AKHIRNYA PEMINDAHAN SMA 16 KE SDN 006 TELAH MENEMUI TITIK TERANG

INDCYBER.COM, SAMARINDA -Polemik pemindahan SMA 16 ke SDN 006 telah menemui titik terang, ini setelah berbagai pihak sekolah dan Dinas Pendidikan Kota maupun Provinsi Pemerintah menggelar audiensi dengan Komisi IV DPRD Kaltim.

Pertemuan dipimpin langsung oleh Ketua Komisi IV Rusman Yaqub tanpa didampingi oleh anggota Komisi IV lainnya serta dihadiri oleh Kepala Dinas Pendidikan Kota Samarinda, Kepala Dinas Pendidikan Kaltim, Kepala Sekolah masing masing serta para guru dengan menghasilkan kesepakatan jika SDN 006 ini bergabung dengan SDN 007.

Sementara itu Pemerintah Kota Samarinda melalui Diknas akan akan segera mengeksekusi pemindahan SD 006 ke SD 007 di Kecamatan Samarinda Utara. Dua sekolah tersebut akan digabung yang lokasinya tak jauh dari sekolah awalnya.

Sementara bangunan SDN 006 di Jalan Piano, Kecamatan Samarinda Ulu akan ditempati SMAN 16 Samarinda yang sempat menumpang di SMA 3 Samarinda, Jalan Juanda. Akibat kisruh ini, proses belajar mengajar murid dan siswa terganggu.

“Berdasarkan hasil kesepakatan (Komisi IV, Dinas Pendidikan kota Samarinda, Disdik Kaltim, dan Kepala sekolah, SD 006, SD 007 dan SMA 16) akan melakukan eksekusi pemindahan SD 006 ke SD 007 pada tanggal 20 atau 21 September 2018,” kata Ketua Komisi IV DPRD Kaltim, Rusman Yaqub yang memimpin rapat mediasi seorang diri tanpa ada anggota Komisi IV satupun karena berbagai macam alasan , Rabu (19/9), di Gedung D lantai 6 , DPRD Kaltim.

Saat eksekusi, pihaknya akan melibatkan Satpol PP kota Samarinda dan Kaltim serta akan melibatkan pihak kepolisian untuk melakukan penagamanan.

“Satpol PP kota dan provinsi akan diundang, kalau perlu polisi juga diundang. Dan kami juga berharap sekda atau wali kota hadir,” ujarnya.

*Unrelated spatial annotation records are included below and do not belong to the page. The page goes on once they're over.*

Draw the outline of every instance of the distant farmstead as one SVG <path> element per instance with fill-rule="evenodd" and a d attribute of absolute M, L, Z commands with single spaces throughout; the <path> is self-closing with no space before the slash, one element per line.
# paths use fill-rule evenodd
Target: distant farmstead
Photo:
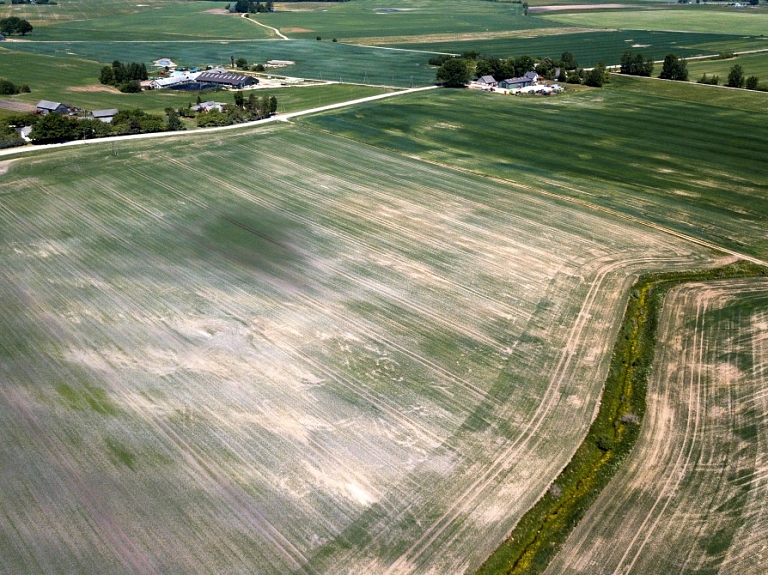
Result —
<path fill-rule="evenodd" d="M 40 100 L 37 103 L 36 110 L 38 114 L 66 114 L 69 112 L 61 102 L 51 102 L 49 100 Z"/>

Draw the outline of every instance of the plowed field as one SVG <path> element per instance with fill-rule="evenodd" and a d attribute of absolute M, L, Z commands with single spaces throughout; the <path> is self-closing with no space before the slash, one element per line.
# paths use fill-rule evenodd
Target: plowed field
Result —
<path fill-rule="evenodd" d="M 672 236 L 296 126 L 15 160 L 0 572 L 460 573 Z"/>
<path fill-rule="evenodd" d="M 642 434 L 547 573 L 765 571 L 768 282 L 665 304 Z"/>

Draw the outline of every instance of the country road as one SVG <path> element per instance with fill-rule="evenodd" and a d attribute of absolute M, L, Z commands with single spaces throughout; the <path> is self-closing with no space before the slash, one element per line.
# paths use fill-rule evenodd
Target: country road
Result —
<path fill-rule="evenodd" d="M 386 94 L 377 94 L 375 96 L 367 96 L 365 98 L 358 98 L 356 100 L 348 100 L 346 102 L 338 102 L 336 104 L 329 104 L 327 106 L 318 106 L 316 108 L 309 108 L 307 110 L 299 110 L 297 112 L 288 112 L 287 114 L 278 114 L 263 120 L 256 120 L 254 122 L 245 122 L 243 124 L 233 124 L 231 126 L 220 126 L 217 128 L 199 128 L 196 130 L 183 130 L 178 132 L 153 132 L 151 134 L 133 134 L 130 136 L 110 136 L 108 138 L 94 138 L 92 140 L 75 140 L 72 142 L 65 142 L 63 144 L 43 144 L 40 146 L 23 146 L 20 148 L 10 148 L 8 150 L 0 150 L 0 157 L 14 156 L 20 154 L 35 153 L 41 150 L 52 150 L 57 148 L 66 148 L 71 146 L 87 146 L 100 144 L 104 142 L 124 142 L 127 140 L 142 140 L 148 138 L 169 138 L 169 137 L 184 137 L 192 136 L 195 134 L 208 134 L 211 132 L 223 132 L 225 130 L 238 130 L 242 128 L 249 128 L 258 126 L 261 124 L 269 124 L 275 121 L 287 122 L 293 118 L 299 116 L 306 116 L 309 114 L 316 114 L 318 112 L 327 112 L 328 110 L 336 110 L 339 108 L 346 108 L 349 106 L 355 106 L 357 104 L 364 104 L 366 102 L 374 102 L 376 100 L 383 100 L 385 98 L 394 98 L 396 96 L 402 96 L 404 94 L 412 94 L 414 92 L 423 92 L 426 90 L 435 90 L 438 86 L 426 86 L 421 88 L 409 88 L 407 90 L 399 90 L 397 92 L 388 92 Z"/>

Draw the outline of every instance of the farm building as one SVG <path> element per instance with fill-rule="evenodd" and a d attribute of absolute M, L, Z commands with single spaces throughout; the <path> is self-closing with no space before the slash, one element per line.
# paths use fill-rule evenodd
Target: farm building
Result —
<path fill-rule="evenodd" d="M 199 72 L 174 72 L 167 78 L 157 78 L 156 80 L 152 80 L 149 83 L 149 87 L 152 89 L 179 88 L 195 82 L 199 75 Z"/>
<path fill-rule="evenodd" d="M 109 110 L 94 110 L 91 114 L 94 120 L 100 120 L 105 124 L 112 122 L 112 118 L 117 115 L 117 108 L 110 108 Z"/>
<path fill-rule="evenodd" d="M 66 114 L 69 112 L 67 108 L 61 102 L 51 102 L 49 100 L 40 100 L 37 103 L 36 110 L 38 114 Z"/>
<path fill-rule="evenodd" d="M 259 81 L 252 76 L 246 76 L 245 74 L 233 74 L 231 72 L 220 73 L 217 70 L 211 70 L 208 72 L 201 72 L 196 81 L 199 84 L 212 84 L 214 86 L 222 86 L 226 88 L 241 89 L 246 86 L 253 86 L 258 84 Z"/>
<path fill-rule="evenodd" d="M 224 109 L 225 104 L 222 102 L 214 102 L 209 100 L 208 102 L 202 102 L 200 104 L 194 104 L 189 107 L 193 112 L 210 112 L 211 110 L 217 110 L 221 112 Z"/>
<path fill-rule="evenodd" d="M 525 88 L 533 86 L 539 81 L 539 75 L 536 72 L 526 72 L 518 78 L 508 78 L 499 82 L 499 88 L 504 90 L 514 90 L 515 88 Z"/>

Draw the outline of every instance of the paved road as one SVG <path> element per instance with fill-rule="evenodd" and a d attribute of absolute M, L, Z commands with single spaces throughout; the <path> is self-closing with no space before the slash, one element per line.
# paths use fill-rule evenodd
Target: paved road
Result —
<path fill-rule="evenodd" d="M 87 146 L 93 144 L 101 144 L 104 142 L 124 142 L 126 140 L 144 140 L 149 138 L 169 138 L 169 137 L 183 137 L 191 136 L 193 134 L 211 133 L 211 132 L 223 132 L 225 130 L 238 130 L 242 128 L 248 128 L 258 126 L 261 124 L 269 124 L 271 122 L 283 121 L 288 122 L 293 118 L 299 116 L 306 116 L 308 114 L 317 114 L 318 112 L 327 112 L 328 110 L 337 110 L 339 108 L 346 108 L 349 106 L 355 106 L 357 104 L 364 104 L 365 102 L 374 102 L 376 100 L 383 100 L 385 98 L 395 98 L 404 94 L 412 94 L 414 92 L 423 92 L 426 90 L 434 90 L 437 86 L 426 86 L 422 88 L 410 88 L 408 90 L 400 90 L 398 92 L 387 92 L 386 94 L 377 94 L 376 96 L 368 96 L 366 98 L 358 98 L 356 100 L 348 100 L 346 102 L 338 102 L 336 104 L 329 104 L 327 106 L 319 106 L 317 108 L 310 108 L 308 110 L 299 110 L 298 112 L 289 112 L 287 114 L 278 114 L 270 118 L 264 118 L 263 120 L 256 120 L 255 122 L 245 122 L 243 124 L 233 124 L 232 126 L 221 126 L 218 128 L 200 128 L 197 130 L 183 130 L 180 132 L 154 132 L 151 134 L 135 134 L 132 136 L 110 136 L 109 138 L 95 138 L 92 140 L 76 140 L 73 142 L 66 142 L 64 144 L 44 144 L 41 146 L 24 146 L 20 148 L 10 148 L 8 150 L 0 150 L 0 158 L 4 156 L 14 156 L 19 154 L 35 153 L 40 150 L 51 150 L 56 148 L 66 148 L 71 146 Z"/>

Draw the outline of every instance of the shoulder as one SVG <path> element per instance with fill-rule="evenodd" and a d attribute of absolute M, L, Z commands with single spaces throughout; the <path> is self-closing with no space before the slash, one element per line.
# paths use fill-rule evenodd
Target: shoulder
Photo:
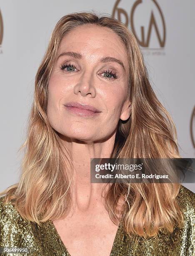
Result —
<path fill-rule="evenodd" d="M 13 202 L 11 200 L 5 203 L 5 196 L 0 197 L 0 225 L 1 225 L 6 220 L 24 221 L 15 208 Z"/>
<path fill-rule="evenodd" d="M 195 193 L 182 185 L 176 197 L 177 201 L 184 217 L 184 226 L 195 236 Z"/>
<path fill-rule="evenodd" d="M 195 193 L 181 185 L 176 198 L 180 206 L 185 212 L 195 214 Z"/>
<path fill-rule="evenodd" d="M 0 197 L 0 245 L 10 241 L 15 236 L 30 232 L 29 222 L 23 219 L 12 200 L 5 203 L 5 196 Z"/>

Sementara itu Kepala Dinas Pendidikan (Disdik) Kaltim, Dayang Budiarti berharap keputusan tersebut agar secepatnya dijalankan.

“Saya berharap keputusan ini cepat diambil tindakan. Jadi kami  (Disdik Kaltim) menunggu dari Disdik Samarinda melakukan eksekusi. Kalau dinas provinsi selalu siap membantu,” ucapanya.

Atas pemindahan tersebut, Dayang mengaku tidak jadi masalah.

“Kalau SD digabungkan dengan SD itu sangat bagus,yang tidak bagus itu kalau SD digabung dengan SMA. Dari segi psikologis anak tidak bagus, karena anak SD kan kecil ketemu sama yang besar,” katanya.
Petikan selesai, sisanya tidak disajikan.